How have all the factors above been brought together to estimate a fair value?

  • The assumed bullish price target for Hunting is £6.04, which is the highest price target estimate amongst analysts. This valuation is based on what can be assumed as the expectations of Hunting's future earnings growth, profit margins and other risk factors from analysts on the bullish end of the spectrum.
  • However, there is a degree of disagreement amongst analysts, with the most bullish reporting a price target of £6.04, and the most bearish reporting a price target of just £3.45.
  • In order for you to agree with the bullish analysts, you'd need to believe that by 2028, revenues will be $1.4 billion, earnings will come to $116.4 million, and it would be trading on a PE ratio of 13.3x, assuming you use a discount rate of 7.8%.
  • Given the current share price of £3.14, the bullish analyst price target of £6.04 is 48.1% higher.
  • We always encourage you to reach your own conclusions though. So sense check these analyst numbers against your own assumptions and expectations based on your understanding of the business and what you believe is probable.

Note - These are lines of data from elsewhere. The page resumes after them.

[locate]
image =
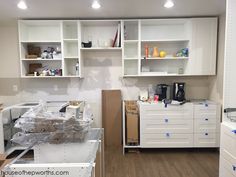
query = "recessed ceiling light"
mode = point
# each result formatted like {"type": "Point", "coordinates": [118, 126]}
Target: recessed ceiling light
{"type": "Point", "coordinates": [168, 4]}
{"type": "Point", "coordinates": [96, 4]}
{"type": "Point", "coordinates": [22, 5]}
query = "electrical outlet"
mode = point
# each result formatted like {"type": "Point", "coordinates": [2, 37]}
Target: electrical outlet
{"type": "Point", "coordinates": [15, 88]}
{"type": "Point", "coordinates": [55, 87]}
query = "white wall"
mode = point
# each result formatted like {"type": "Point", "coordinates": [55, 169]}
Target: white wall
{"type": "Point", "coordinates": [100, 73]}
{"type": "Point", "coordinates": [216, 82]}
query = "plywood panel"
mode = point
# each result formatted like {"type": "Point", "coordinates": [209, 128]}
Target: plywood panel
{"type": "Point", "coordinates": [111, 117]}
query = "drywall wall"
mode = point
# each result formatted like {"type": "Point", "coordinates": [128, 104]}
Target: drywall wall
{"type": "Point", "coordinates": [100, 73]}
{"type": "Point", "coordinates": [216, 82]}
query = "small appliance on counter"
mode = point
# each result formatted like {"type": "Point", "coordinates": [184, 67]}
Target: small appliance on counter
{"type": "Point", "coordinates": [163, 91]}
{"type": "Point", "coordinates": [178, 91]}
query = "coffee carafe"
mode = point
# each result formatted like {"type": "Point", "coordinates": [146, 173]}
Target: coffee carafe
{"type": "Point", "coordinates": [178, 91]}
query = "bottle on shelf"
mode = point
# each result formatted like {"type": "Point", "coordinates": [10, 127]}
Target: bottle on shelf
{"type": "Point", "coordinates": [77, 68]}
{"type": "Point", "coordinates": [155, 52]}
{"type": "Point", "coordinates": [146, 51]}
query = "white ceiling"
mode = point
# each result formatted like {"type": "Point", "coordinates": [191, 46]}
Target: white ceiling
{"type": "Point", "coordinates": [109, 9]}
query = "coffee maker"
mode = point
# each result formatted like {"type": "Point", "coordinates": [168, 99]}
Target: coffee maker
{"type": "Point", "coordinates": [178, 91]}
{"type": "Point", "coordinates": [163, 91]}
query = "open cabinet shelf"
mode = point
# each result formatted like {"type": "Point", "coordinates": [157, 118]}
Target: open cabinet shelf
{"type": "Point", "coordinates": [125, 39]}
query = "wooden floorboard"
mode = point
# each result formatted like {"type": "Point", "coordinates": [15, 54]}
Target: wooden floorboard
{"type": "Point", "coordinates": [162, 163]}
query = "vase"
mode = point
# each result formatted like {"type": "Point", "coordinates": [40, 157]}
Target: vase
{"type": "Point", "coordinates": [155, 52]}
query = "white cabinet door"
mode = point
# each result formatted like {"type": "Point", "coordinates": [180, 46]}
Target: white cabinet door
{"type": "Point", "coordinates": [202, 59]}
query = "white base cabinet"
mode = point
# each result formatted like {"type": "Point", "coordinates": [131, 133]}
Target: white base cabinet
{"type": "Point", "coordinates": [175, 126]}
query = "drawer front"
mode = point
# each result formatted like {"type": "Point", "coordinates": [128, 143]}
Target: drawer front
{"type": "Point", "coordinates": [206, 125]}
{"type": "Point", "coordinates": [166, 140]}
{"type": "Point", "coordinates": [160, 114]}
{"type": "Point", "coordinates": [228, 162]}
{"type": "Point", "coordinates": [228, 139]}
{"type": "Point", "coordinates": [207, 139]}
{"type": "Point", "coordinates": [206, 114]}
{"type": "Point", "coordinates": [205, 107]}
{"type": "Point", "coordinates": [167, 125]}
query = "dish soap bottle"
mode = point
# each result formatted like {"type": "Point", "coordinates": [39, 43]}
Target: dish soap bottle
{"type": "Point", "coordinates": [77, 68]}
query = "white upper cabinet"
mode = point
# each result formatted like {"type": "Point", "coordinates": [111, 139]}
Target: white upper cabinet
{"type": "Point", "coordinates": [148, 47]}
{"type": "Point", "coordinates": [203, 47]}
{"type": "Point", "coordinates": [184, 47]}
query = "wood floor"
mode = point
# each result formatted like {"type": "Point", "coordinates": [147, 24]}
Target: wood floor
{"type": "Point", "coordinates": [162, 163]}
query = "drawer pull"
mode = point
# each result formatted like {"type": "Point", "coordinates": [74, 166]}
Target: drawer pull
{"type": "Point", "coordinates": [234, 167]}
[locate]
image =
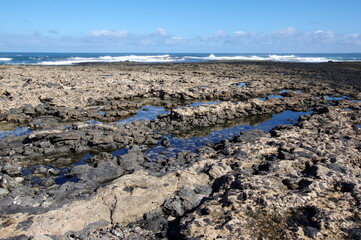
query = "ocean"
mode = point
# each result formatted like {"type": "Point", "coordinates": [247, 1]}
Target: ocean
{"type": "Point", "coordinates": [20, 58]}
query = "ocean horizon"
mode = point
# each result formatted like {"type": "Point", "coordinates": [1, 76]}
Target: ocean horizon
{"type": "Point", "coordinates": [53, 58]}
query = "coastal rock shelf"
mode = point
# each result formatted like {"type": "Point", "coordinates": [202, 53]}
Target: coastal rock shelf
{"type": "Point", "coordinates": [234, 150]}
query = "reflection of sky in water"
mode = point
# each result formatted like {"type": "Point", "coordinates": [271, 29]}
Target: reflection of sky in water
{"type": "Point", "coordinates": [146, 113]}
{"type": "Point", "coordinates": [196, 104]}
{"type": "Point", "coordinates": [151, 112]}
{"type": "Point", "coordinates": [19, 131]}
{"type": "Point", "coordinates": [283, 91]}
{"type": "Point", "coordinates": [270, 97]}
{"type": "Point", "coordinates": [193, 143]}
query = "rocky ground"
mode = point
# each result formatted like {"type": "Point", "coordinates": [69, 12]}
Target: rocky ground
{"type": "Point", "coordinates": [239, 150]}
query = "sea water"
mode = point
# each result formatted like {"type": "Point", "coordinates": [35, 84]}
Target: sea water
{"type": "Point", "coordinates": [76, 58]}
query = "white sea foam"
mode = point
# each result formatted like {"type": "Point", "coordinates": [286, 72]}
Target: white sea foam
{"type": "Point", "coordinates": [279, 58]}
{"type": "Point", "coordinates": [109, 59]}
{"type": "Point", "coordinates": [194, 58]}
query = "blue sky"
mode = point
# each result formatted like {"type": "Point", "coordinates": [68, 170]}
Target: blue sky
{"type": "Point", "coordinates": [280, 26]}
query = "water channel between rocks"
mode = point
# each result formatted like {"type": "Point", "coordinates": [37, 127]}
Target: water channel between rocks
{"type": "Point", "coordinates": [187, 142]}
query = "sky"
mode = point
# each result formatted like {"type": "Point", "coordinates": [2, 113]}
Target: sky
{"type": "Point", "coordinates": [170, 26]}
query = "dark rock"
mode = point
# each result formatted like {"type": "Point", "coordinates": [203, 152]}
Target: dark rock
{"type": "Point", "coordinates": [165, 142]}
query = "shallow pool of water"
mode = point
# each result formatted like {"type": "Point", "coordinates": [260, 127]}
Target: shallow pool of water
{"type": "Point", "coordinates": [193, 143]}
{"type": "Point", "coordinates": [18, 131]}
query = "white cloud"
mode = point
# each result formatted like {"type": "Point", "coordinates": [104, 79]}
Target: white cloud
{"type": "Point", "coordinates": [288, 31]}
{"type": "Point", "coordinates": [289, 39]}
{"type": "Point", "coordinates": [240, 33]}
{"type": "Point", "coordinates": [99, 33]}
{"type": "Point", "coordinates": [162, 32]}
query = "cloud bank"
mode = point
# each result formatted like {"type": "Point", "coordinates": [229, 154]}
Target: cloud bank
{"type": "Point", "coordinates": [288, 39]}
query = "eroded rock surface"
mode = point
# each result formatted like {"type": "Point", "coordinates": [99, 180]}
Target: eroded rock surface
{"type": "Point", "coordinates": [64, 175]}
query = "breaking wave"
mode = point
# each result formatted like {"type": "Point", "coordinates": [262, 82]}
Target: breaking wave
{"type": "Point", "coordinates": [110, 59]}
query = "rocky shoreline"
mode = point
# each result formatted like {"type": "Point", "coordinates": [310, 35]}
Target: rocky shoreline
{"type": "Point", "coordinates": [234, 150]}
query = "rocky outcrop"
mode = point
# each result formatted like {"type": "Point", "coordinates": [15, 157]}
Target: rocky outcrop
{"type": "Point", "coordinates": [97, 180]}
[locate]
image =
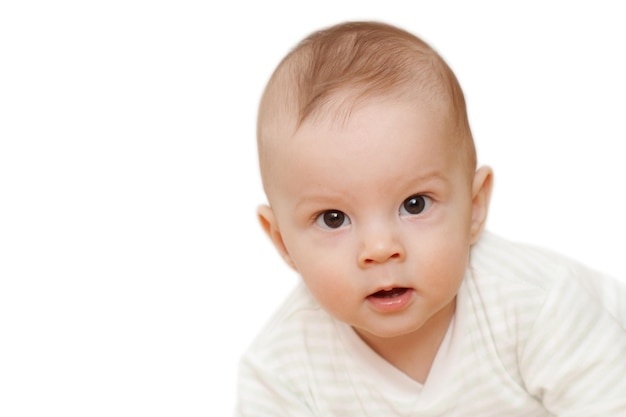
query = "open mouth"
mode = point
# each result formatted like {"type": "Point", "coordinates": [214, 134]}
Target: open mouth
{"type": "Point", "coordinates": [394, 292]}
{"type": "Point", "coordinates": [391, 300]}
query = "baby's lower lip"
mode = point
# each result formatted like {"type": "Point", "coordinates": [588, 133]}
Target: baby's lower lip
{"type": "Point", "coordinates": [392, 300]}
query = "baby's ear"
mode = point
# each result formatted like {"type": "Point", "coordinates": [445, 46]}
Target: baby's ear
{"type": "Point", "coordinates": [481, 195]}
{"type": "Point", "coordinates": [270, 225]}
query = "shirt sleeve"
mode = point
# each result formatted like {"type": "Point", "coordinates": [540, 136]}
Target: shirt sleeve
{"type": "Point", "coordinates": [574, 360]}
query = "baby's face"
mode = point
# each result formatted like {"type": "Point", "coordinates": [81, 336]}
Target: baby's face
{"type": "Point", "coordinates": [376, 214]}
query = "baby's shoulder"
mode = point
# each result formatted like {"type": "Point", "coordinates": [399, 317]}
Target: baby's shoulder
{"type": "Point", "coordinates": [525, 277]}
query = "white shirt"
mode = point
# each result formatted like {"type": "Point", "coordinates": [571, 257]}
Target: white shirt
{"type": "Point", "coordinates": [534, 334]}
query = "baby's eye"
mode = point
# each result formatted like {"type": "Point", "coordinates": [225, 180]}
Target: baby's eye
{"type": "Point", "coordinates": [416, 204]}
{"type": "Point", "coordinates": [332, 219]}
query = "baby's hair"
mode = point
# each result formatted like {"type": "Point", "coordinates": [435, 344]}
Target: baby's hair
{"type": "Point", "coordinates": [333, 70]}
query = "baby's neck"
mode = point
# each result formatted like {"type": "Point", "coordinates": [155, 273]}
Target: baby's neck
{"type": "Point", "coordinates": [414, 353]}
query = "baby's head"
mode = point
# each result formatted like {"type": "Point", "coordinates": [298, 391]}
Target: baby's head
{"type": "Point", "coordinates": [334, 71]}
{"type": "Point", "coordinates": [369, 167]}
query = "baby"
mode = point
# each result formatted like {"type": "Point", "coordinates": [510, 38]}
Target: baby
{"type": "Point", "coordinates": [406, 307]}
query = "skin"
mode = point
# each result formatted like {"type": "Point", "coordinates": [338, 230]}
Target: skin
{"type": "Point", "coordinates": [378, 203]}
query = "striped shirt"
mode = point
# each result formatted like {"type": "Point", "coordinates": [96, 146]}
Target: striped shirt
{"type": "Point", "coordinates": [534, 334]}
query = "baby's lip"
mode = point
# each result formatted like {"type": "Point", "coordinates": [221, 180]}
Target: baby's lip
{"type": "Point", "coordinates": [389, 292]}
{"type": "Point", "coordinates": [390, 299]}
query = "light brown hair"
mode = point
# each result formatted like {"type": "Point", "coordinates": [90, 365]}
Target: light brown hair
{"type": "Point", "coordinates": [332, 70]}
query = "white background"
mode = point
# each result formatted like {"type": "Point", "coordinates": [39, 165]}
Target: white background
{"type": "Point", "coordinates": [132, 269]}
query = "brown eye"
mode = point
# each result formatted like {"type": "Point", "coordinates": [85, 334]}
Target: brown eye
{"type": "Point", "coordinates": [416, 204]}
{"type": "Point", "coordinates": [332, 219]}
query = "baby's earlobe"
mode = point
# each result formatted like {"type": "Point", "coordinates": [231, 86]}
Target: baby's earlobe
{"type": "Point", "coordinates": [270, 225]}
{"type": "Point", "coordinates": [481, 195]}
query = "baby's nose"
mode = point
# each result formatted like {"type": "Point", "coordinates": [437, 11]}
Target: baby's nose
{"type": "Point", "coordinates": [380, 245]}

How well do narratives help inform your perspective?

Disclaimer

AnalystHighTarget is a tool utilizing a Large Language Model (LLM) that ingests data on consensus price targets, forecasted revenue and earnings figures, as well as the transcripts of earnings calls to produce qualitative analysis. The narratives produced by AnalystHighTarget are general in nature and are based solely on analyst data and publicly-available material published by the respective companies. These scenarios are not indicative of the company's future performance and are exploratory in nature. Simply Wall St has no position in the company(s) mentioned. Simply Wall St may provide the securities issuer or related entities with website advertising services for a fee, on an arm's length basis. These relationships have no impact on the way we conduct our business, the content we host, or how our content is served to users. The price targets and estimates used are consensus data, and do not constitute a recommendation to buy or sell any stock, and they do not take account of your objectives, or your financial situation. Note that AnalystHighTarget's analysis may not factor in the latest price-sensitive company announcements or qualitative material.